Preventing Falls in People with a Dementia Diagnosis

If you care for a person with dementia, you know that falls are a cause for alarm. People with cognitive impairments, like Alzheimer’s disease, are more likely to experience a fall. The fall risk that accompanies age is generally tied to changes in physical health and mental well-being.  Some falls may cause serious injury and depending on the individual’s physical function, recovery may be difficult.

Prevention is Key:

  • Environmental adaption
  • Reduce prescription of antipsychotic medications in the elderly
  • Improved intercommunication between healthcare providers
  • Individualize tasks paired with the right amount of support

Communication and Dementia

Effective communication is the cornerstone to caring for a person with dementia. As a person with Alzheimer’s disease progresses through the stages of dementia, their ability to communicate with language becomes impaired. They also process more slowly and have shorter attention spans.

Eyes to the Front of the Room!

Because people with a dementia diagnosis have impaired attention spans, it is important to ensure you have gained their attention. As you engage with them, adapt your speaking pace to match the person’s processing abilities. Try to use short phrases and balance your body language with what you are saying.

Case Scenario:

Jessica helps her father take care of his older sister who has Alzheimer’s disease. She needs assistance with activities of daily living.

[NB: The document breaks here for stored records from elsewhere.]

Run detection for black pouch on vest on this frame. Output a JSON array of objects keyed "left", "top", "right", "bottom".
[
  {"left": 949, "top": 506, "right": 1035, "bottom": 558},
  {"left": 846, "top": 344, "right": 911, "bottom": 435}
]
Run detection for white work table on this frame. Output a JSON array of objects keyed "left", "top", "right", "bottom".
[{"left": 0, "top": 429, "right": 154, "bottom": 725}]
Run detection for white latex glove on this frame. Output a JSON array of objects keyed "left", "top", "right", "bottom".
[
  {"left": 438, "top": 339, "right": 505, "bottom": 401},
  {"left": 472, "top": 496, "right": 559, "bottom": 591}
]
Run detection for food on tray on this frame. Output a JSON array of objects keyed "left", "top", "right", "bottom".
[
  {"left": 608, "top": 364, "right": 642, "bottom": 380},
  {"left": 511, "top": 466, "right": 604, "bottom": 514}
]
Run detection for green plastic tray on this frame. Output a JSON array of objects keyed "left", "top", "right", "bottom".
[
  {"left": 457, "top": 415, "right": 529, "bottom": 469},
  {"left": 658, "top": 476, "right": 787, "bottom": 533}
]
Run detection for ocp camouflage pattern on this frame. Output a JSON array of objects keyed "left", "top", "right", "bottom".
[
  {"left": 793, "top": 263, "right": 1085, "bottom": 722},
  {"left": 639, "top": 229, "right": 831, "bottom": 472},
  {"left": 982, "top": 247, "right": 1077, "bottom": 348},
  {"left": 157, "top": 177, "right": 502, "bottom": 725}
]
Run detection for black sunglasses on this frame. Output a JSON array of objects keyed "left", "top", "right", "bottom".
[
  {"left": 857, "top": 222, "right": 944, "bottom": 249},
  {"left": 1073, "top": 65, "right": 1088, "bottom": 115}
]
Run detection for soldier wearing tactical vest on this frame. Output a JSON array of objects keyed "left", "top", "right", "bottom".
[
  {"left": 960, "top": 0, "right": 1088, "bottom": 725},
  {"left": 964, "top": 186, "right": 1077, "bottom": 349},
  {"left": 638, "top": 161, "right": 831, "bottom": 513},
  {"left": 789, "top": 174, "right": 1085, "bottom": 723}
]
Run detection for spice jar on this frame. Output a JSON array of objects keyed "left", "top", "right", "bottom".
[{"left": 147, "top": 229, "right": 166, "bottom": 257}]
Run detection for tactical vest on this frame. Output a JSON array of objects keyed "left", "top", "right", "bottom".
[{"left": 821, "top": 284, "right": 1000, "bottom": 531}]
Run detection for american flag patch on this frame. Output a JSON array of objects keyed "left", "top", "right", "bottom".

While Jessica is scooping out some ice cream for dessert, she may say to her Aunt:

“Hi, Aunty! Let’s eat some ice cream.”

Scenario Review:

In the short narrative above, Jessica is matching her behavior with what she is saying. This helps communicate a clear message and eliminates any guessing work. It also builds trust and rapport.

Celebrate All Successes

No matter how big or small, it’s important to recognize and acknowledge successful performance. This is important because it reinforces that what a person does really matters.

Ultimately, improving environmental safety, effectively communicating and individualizing tasks paired with just the right amount of support can go a long way towards fall prevention.